Los Angeles high schooler, most recently of Oak Hill in Virginia, Brandon Jennings has decided he's not going to go to Arizona to play basketball after all. After his second attempt at the SAT has been questioned by the NCAA and without waiting for the results of his third try, Jennings will be practicing his trade in Europe next year. With the NBA's one-year-out-of-high school rule preventing him from jumping straight to the league, Jennings will spend his one-year purgatory of sorts in Europe.
This is a great revelation. Rather than going to some military academy or post-high school school to pass the time, Jennings will get to earn a paycheck, live within another culture and hopefully be free of the ever-present entourages that so often destroy the credibility and decision making processes of young NBA players. He obviously won't stay for more than the required year, but it seems like a good decision for a kid that doesn't appear to be cut out for college anyway. Let's face it, if the NCAA is questioning your credentials as a minimum qualifier, and you're a huge basketball star, you probably aren't up to the task of completing a year at university.

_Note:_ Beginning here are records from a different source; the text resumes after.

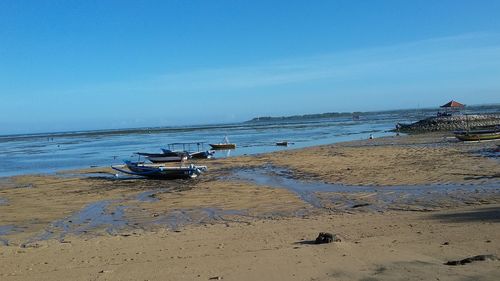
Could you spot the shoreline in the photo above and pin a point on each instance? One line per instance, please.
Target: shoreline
(224, 216)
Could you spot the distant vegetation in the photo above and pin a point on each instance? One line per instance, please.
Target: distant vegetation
(468, 109)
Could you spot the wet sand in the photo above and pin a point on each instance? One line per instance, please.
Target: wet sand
(402, 206)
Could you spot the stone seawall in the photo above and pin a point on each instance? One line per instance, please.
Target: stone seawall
(451, 123)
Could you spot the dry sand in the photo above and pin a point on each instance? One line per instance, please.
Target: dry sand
(223, 227)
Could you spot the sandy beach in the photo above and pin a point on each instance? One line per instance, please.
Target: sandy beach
(401, 206)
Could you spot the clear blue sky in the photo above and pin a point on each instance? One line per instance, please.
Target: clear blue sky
(71, 65)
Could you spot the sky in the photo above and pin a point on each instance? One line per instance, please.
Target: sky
(79, 65)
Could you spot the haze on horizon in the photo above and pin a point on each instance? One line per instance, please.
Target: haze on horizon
(79, 65)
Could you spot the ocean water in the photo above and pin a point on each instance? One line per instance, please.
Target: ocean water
(49, 153)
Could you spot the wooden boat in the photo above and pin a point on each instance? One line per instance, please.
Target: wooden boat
(198, 153)
(202, 154)
(478, 135)
(165, 156)
(225, 144)
(159, 171)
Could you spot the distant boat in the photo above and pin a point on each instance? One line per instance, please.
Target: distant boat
(187, 147)
(478, 135)
(202, 154)
(165, 156)
(225, 144)
(160, 172)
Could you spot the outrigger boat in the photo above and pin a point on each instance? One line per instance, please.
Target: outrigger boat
(165, 156)
(198, 153)
(160, 171)
(225, 144)
(478, 135)
(202, 154)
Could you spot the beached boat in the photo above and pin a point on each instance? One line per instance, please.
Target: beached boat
(195, 150)
(165, 156)
(202, 154)
(225, 144)
(478, 135)
(160, 171)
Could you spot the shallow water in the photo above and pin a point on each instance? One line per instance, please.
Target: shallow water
(320, 194)
(48, 153)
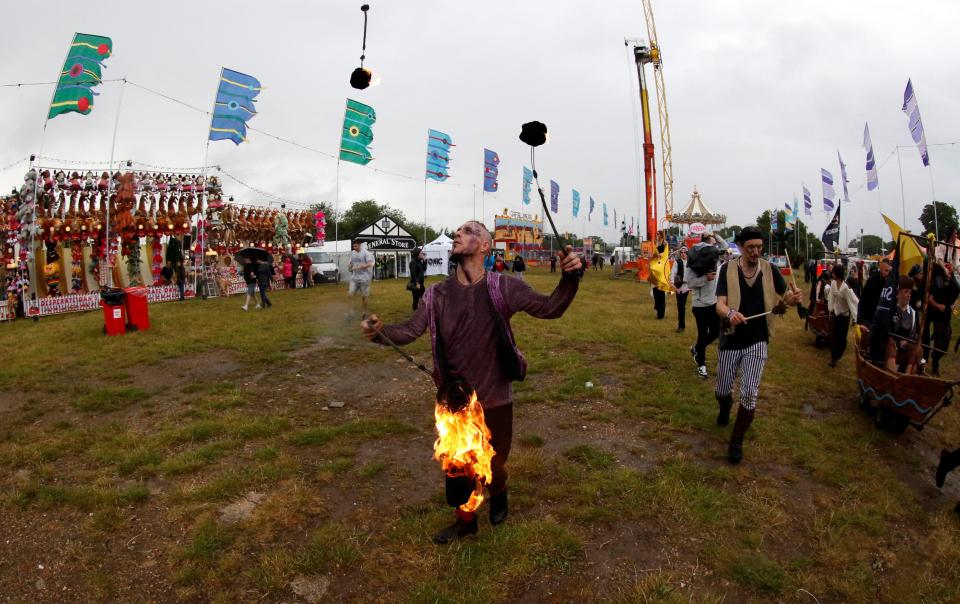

No word yet on what team he might ultimately play with, but this seems to be a mature and thought out decision on the part of Jennings. It's also a possible plan for future high-profile players who don't really want to go to college and definitely don't want to go into the NBDL. Spending a year (or more) playing in cities like Madrid, Milan and other Euro powerhouses would give these kids experience playing with adults, opportunities to compete in hostile environments and possibly gain valuable minutes in clutch situations on a level much higher than in high school. I'm sure the NBA hates the idea of this as a possible way around the NBA age rule, but for the kids, it makes a lot of sense.